In “I’m the Man,” she muses about how differently she’d be viewed if she were male—her career, she thinks, would have been so much easier. It’s a clever dissection of gender roles, but it’s undercut by her reflexive celebrity name-dropping and by her instinctive self-references. She’s the biggest pop-music star on the planet; surely her point about sexism would be more pointed if she pegged the story to someone other than herself.
Most of the album is taken up with valentines to her boyfriend, and she wrestles with the challenge of writing a positive love song. Songs, like plays, depend on dramatic conflict, and songs that are entirely positive are boring. So she introduces an obstacle or at least a doubt in each song. On the album’s title track, for example, she wonders, given her track record, how long her latest love might last.

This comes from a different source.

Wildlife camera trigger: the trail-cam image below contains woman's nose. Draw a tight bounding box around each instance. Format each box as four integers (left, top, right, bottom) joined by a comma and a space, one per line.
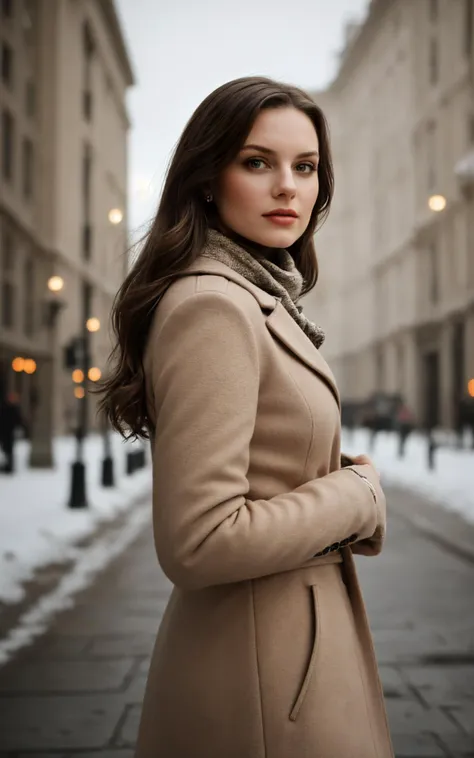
274, 169, 296, 197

On the steamy “I Think He Knows,” she describes that uncertain moment between deciding to sleep with someone and actually doing it. On the album-ending “Daylight,” she describes the dark night of her recent life in the verses and then hails the dawn of a new relationship in the chorus. The minimal arrangement and minor chords unfold into full harmonies and major chords with the rising sun.
Most of the record was co-written and co-produced with Jack Antonoff, who worked with her on the most palatable tracks from the previous album: “Getaway Car,” “Dress” and “New Year’s Day.” Antonoff restores the buoyancy and transparency to Swift’s dance-pop after Max Martin’s heavy murkiness on Reputation. Even more encouraging are her cautious moves away from contemporary pop into the new-wave rockabilly of “Paper Rings,” the piano-anchored girl-group sound of the title track and sax-colored R&B slow jam of “False God.”
Most encouraging of all is “Soon You’ll Get Better,” her collaboration with the Dixie Chicks. Inspired by Swift’s mother’s recent struggle with cancer, the song could apply to any adult child of an ailing parent. It begins with some expert scene setting: “The buttons of my coat were tangled in my hair in doctor’s office lighting,” an office full of “holy orange bottles.” Soon the song’s narrator is praying for her parent’s recovery.
Then comes the most surprising, bravest lines of Swift’s entire career: “I know delusion when I see it in the mirror…. This won’t go back to normal.” That acknowledgement that good intentions don’t guarantee a happy ending is a welcome sign of maturity, as is the recognition that someone else’s problems might be more important than her own. And the music reflects that clarity in its understated vocals and in its crucial use of fiddle, banjo and acoustic guitar to root the music and the story in a history older than the singer.
Swift got her start signed to a country-music label in Nashville, but even then she didn’t betray much connection to country music’s past. She emphasized the pop in pop-country, and eventually it was easy for her to dispense with the country altogether. But now that she’s at a crossroads. Thematically, she’ll have to decide whether to dwell further on youth, or, ultimately mature.
There’s something about belonging to a cultural tradition older and larger than oneself that paradoxically provides the strength to try new things, to tackle a broader range of experience. There are a lot of musical pasts Swift could choose from, but country is where she started, and country is where she sounds surprisingly at home on “Soon You’ll Get Better.”
Springsteen busted out of his boxed-in worldview in his 20s, so why not Swift?